Cem Altaylı

Geçmişe Özlem

Cem Altaylı

Yaşı 50'lilere dayanmış ve daha üst yaşlardaki insanlar son yıllarda sıkça " Nerde Van'ın eski insanları. Nerede eski dostluklar" diye yakınır oldular.
Peki, niçin yakınır ve eskiyi ararız? 
Eskiden nasıldı, şimdi nasıl oldu arkadaşlıklar, dostluklar?
Herkesin yaşamı boyunca birçok arkadaşı olur, azalır, çoğalır hatırlanır veya yıllar içinde unutulur. Ama dostluk başka bir şeydir, arkadaşlıktan çok ileridir, hatta kardeşten, anadan, babadan ileridir. Kadim dostum dediğimiz dostluklar hayat boyu birkaç kişiyi geçmez.
Dostluk en başta güven ister, dost dediğin seni küçük ve büyük çıkarlar uğruna satmaz. Seni yarı yolda bırakmaz,  iyi ve kötü günde de hep yanında olur.
Yanında olmazsa bile bilinir ki dostum gel sana ihtiyacım var dediğin anda yanında olacak uzaklıktadır. Bilinir ki sırtını beton duvara bile dayamazken bir dosta sırtını dayadın mı bilinir ki senden güçlüsü yoktur. 
Dost sana sarıldı mı bırakmaz, sana sarılırken seni arkadan hançerlemez, elleri senin ellerini tuttuğunda artık bırakmaz.
Dostluk emek ister, özveri ister, değer bilmeyi ister, kendinde olanı hiç düşünmeden verebilmeyi ister. 
Menfaatlerin önüne geçebilmeyi ister. Sevmeyi, saygı duymayı bilmek ister, kalıcılık ister, kısacası dostluk çok büyük fedakârlık ister.
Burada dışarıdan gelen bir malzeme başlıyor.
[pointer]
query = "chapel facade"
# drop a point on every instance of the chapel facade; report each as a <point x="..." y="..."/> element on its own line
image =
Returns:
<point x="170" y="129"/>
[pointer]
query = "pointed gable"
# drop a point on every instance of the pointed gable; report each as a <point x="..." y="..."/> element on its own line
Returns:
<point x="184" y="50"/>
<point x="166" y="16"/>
Ama dostluk yaşamdaki en güzel değerlerden biridir. Dostluk çölde rastladığımız bir vahadır. En sıkıntılı anımızda açılan bir penceredir. Sıcakta serin bir meltem, soğuk günlerimizde harlı bir sıcaklıktır.
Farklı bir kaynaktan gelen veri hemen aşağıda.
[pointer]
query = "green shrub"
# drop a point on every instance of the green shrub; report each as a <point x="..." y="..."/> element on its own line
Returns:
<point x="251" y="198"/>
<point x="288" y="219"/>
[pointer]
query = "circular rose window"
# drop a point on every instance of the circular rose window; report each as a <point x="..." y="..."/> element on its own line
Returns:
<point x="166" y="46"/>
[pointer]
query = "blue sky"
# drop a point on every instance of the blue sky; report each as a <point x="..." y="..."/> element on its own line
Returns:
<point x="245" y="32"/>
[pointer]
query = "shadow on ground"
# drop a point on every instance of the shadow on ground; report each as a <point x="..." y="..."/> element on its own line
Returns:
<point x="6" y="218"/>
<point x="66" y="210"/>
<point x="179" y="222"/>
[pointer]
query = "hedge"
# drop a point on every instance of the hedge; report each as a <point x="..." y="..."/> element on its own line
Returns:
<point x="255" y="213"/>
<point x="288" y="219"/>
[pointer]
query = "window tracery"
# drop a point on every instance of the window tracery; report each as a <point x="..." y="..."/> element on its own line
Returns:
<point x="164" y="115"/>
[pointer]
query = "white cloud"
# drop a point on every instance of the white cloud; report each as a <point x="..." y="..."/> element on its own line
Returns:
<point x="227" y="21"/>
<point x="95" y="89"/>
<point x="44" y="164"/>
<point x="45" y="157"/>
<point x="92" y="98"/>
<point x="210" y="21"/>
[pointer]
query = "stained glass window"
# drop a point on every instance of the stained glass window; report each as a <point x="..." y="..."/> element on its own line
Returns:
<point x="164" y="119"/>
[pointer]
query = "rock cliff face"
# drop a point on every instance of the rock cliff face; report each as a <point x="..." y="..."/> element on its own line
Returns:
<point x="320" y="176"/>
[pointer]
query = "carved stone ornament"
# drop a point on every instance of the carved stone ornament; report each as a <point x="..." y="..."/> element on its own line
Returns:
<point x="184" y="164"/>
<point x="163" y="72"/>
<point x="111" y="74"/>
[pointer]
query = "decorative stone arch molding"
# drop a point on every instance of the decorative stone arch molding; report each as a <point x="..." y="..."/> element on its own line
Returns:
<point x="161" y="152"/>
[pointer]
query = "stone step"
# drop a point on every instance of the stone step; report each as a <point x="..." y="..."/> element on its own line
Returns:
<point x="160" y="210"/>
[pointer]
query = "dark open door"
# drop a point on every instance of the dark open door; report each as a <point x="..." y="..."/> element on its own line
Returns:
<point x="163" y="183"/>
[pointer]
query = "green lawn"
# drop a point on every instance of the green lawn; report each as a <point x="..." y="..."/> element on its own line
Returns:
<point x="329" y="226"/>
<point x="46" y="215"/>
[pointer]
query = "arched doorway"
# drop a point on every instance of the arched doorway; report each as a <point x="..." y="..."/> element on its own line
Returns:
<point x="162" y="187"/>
Günümüzün yaşam koşulları çıkar ilişkilerini ön sıralara oturtmuştur. Dostluklar bitmeye yüz tutarken arkadaşlıklar bile günlük çıkarlara kurban edilmiştir. Yıllarca arkadaş dediğimiz aynı sofraları paylaştığımız insanlar işleri bittiğinde sizi çok çabuk terk edebilmektedirler. 
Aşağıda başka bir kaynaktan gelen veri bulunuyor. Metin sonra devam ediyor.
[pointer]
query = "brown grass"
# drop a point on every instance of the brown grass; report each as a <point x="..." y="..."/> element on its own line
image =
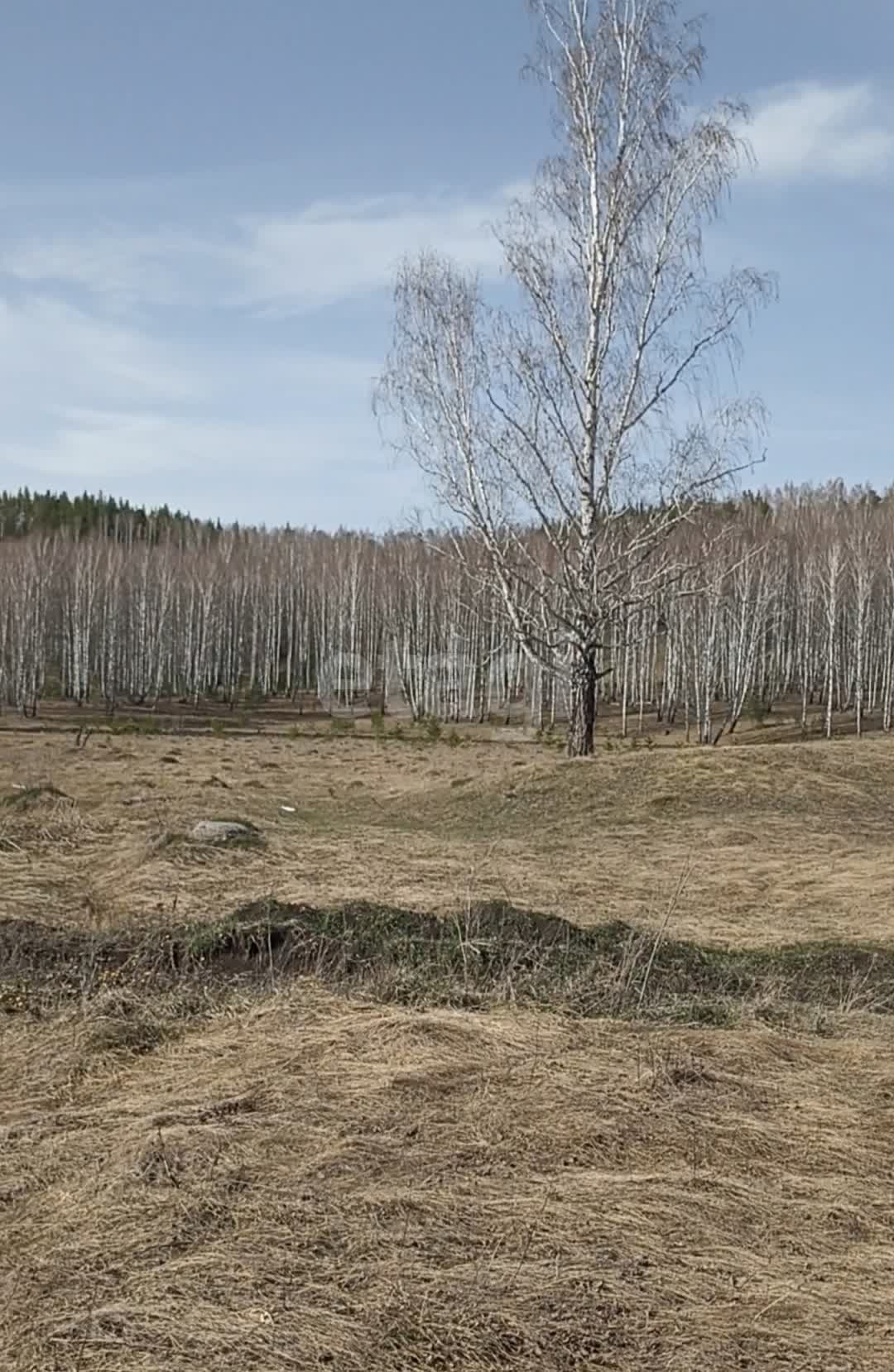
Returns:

Rahmetli Atakan ÇELİK bir türküsünde "yüzü dost içi hayın, men bele dosti nedim" derken tamda bu güne ışık tutmuştur.
Ben 5-6 yaşında iken babamla iskeledeki inşaattan akşam uzun süre ıssız tarlalarda yürüyerek Van-Erciş karayoluna çıkar uzun süre taşıt bekler ve Van'a dönerdik. İnşatta yavrulamış bir köpek vardı ve ben onlara yemek artığı taşırdım. İşte o köpek her akşam küçük yavrularıyla bizim peşimizden gelir biz minibüse binene kadar bekler ve sonra geri dönerdi. Bu durum aylarca devam etti. İşte aradığımız eski dostluklar böyle bir şeydi, riyasız ve tertemiz. 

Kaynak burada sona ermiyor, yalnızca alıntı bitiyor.